Introduction

Linux Kernel Core Extractor, lkce, is a program included in the oled-tools package that will automatically extract important information from a kernel vmcore when one is created during a kernel panic from the kexec environment. A vmcore is a crash dump file that may be generated when there is a kernel crash. It contains a snapshot of the system’s memory at the time of the kernel panic and can be used during post-mortem debugging to identify the root cause of the crash.

In addition to being able to run from the kexec environment, lkcecan also manually run commands against an existing vmcore file during normal system operation.

lkce has two modes it can run under: corelens (recommended) and crash (legacy).

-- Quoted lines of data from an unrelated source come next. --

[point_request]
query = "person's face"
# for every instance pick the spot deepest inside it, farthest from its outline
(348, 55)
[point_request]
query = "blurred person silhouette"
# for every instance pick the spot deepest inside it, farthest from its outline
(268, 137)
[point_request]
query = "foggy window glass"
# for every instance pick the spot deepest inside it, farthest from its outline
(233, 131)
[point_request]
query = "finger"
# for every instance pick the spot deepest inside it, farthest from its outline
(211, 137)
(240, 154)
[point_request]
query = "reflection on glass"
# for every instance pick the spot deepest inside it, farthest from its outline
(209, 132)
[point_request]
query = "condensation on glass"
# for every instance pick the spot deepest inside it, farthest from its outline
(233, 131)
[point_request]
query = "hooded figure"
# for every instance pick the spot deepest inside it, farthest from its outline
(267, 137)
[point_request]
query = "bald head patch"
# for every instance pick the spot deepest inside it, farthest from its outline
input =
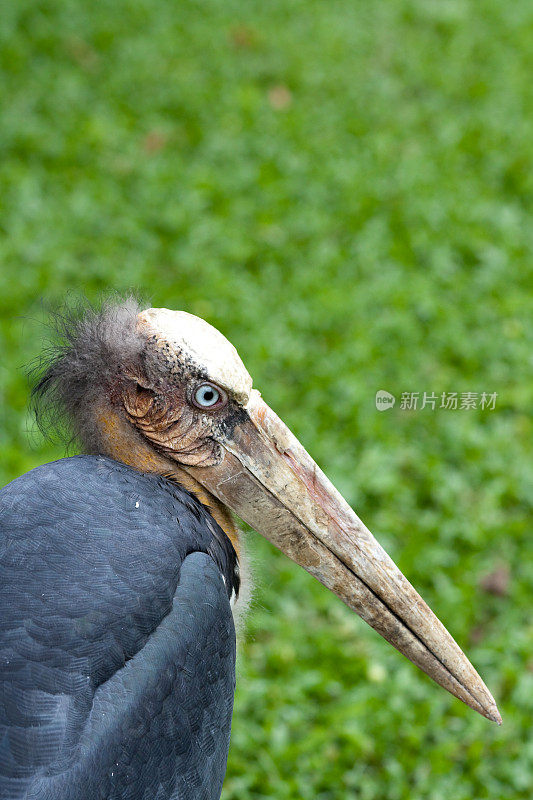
(185, 341)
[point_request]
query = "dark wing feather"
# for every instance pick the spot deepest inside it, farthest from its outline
(117, 647)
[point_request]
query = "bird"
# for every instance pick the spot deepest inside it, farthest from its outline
(123, 576)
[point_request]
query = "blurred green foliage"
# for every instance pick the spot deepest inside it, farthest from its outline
(345, 189)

In this blog, we will only discuss corelens, as the crash functionality is likely to be deprecated in the future.

Some customers find it difficult to upload large vmcore files to Oracle Support. These files often have to be split into smaller files, uploaded, and then reassembled. This can lead to errors and a delay in root cause analysis. lkce can provide some necessary diagnostic information that lessens the need for uploading the vmcore file. It is important to note that there are still circumstances where we will need the vmcore file uploaded. Some bugs require a deeper dive, or the use of other tools like drgn.

Restrictions

DWARF debugging symbols are used when kernel debuginfo packages are installed. When using DWARF debugging symbols, at least 768MB of memory should be available in the kexec environment. You can ensure at least 768MB is available by setting crashkernel=1G on the kernel command line via the /etc/grub2-efi.cfg file.

Installation

oled-tools

For installation instructions please see Oracle Linux Enhanced Diagnostics.

Configuration

kdump

First things first, ensure that kdump is configured, tested, and working. Note that for lkce we recommend you set crashkernel=512M unless using DWARF debug symbols, in which case, the recommendation in the Restrictions section above should be followed. crashkernel=auto is not recommended.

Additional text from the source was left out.